Uma senhora também faleceu, dias depois. No passado foi funcionária da casa paroquial e cuidou por muito tempo do padre da época. Uma alma boa e discreta. Ao redor do caixão, seus parentes e amigos vieram para rezar, velar e sepultar o seu corpo. Completou a corrida nesta terra. Pedimos, no momento da oração, que a ternura de Deus possa abraçá-la também na eternidade. E agradecemos a sua vida e a sua dedicação para com a nossa Paróquia. Que São João Batista a acolha também no Paraíso.
Houve tantos outros momentos ternos e bonitos ao longo dessa semana.
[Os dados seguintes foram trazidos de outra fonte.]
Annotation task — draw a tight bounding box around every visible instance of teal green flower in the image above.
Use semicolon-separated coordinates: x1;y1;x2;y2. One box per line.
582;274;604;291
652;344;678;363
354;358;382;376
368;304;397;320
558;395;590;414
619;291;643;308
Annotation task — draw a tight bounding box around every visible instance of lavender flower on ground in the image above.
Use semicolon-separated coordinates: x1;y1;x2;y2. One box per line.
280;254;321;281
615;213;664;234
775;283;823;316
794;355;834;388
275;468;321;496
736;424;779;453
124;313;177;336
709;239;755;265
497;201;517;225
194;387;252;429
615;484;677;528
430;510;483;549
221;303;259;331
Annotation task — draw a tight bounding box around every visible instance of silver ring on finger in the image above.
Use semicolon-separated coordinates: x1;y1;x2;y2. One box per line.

Como, por exemplo, as falas de elogio e agradecimentos sobre a quermesse que tivemos no último fim de semana, e sei que não são para mim, mas para todos os que trabalharam, dedicaram, doaram prendas e vieram participar dessa festa. Naquele salão paroquial, na hora da oração que fizemos para começar o festejo, quando todos os que ali estavam se levantaram e rezaram juntos o Pai-Nosso e a Ave-Maria, eu senti a presença acolhedora e misericordiosa de Deus em nossa comunidade. Mais uma vez Ele nos abraçando e sendo bom para com todos.
Deus é bom e generoso, sempre. Devemos ser gratos por Ele estar conosco nos momentos alegres e tristes de nossas vidas.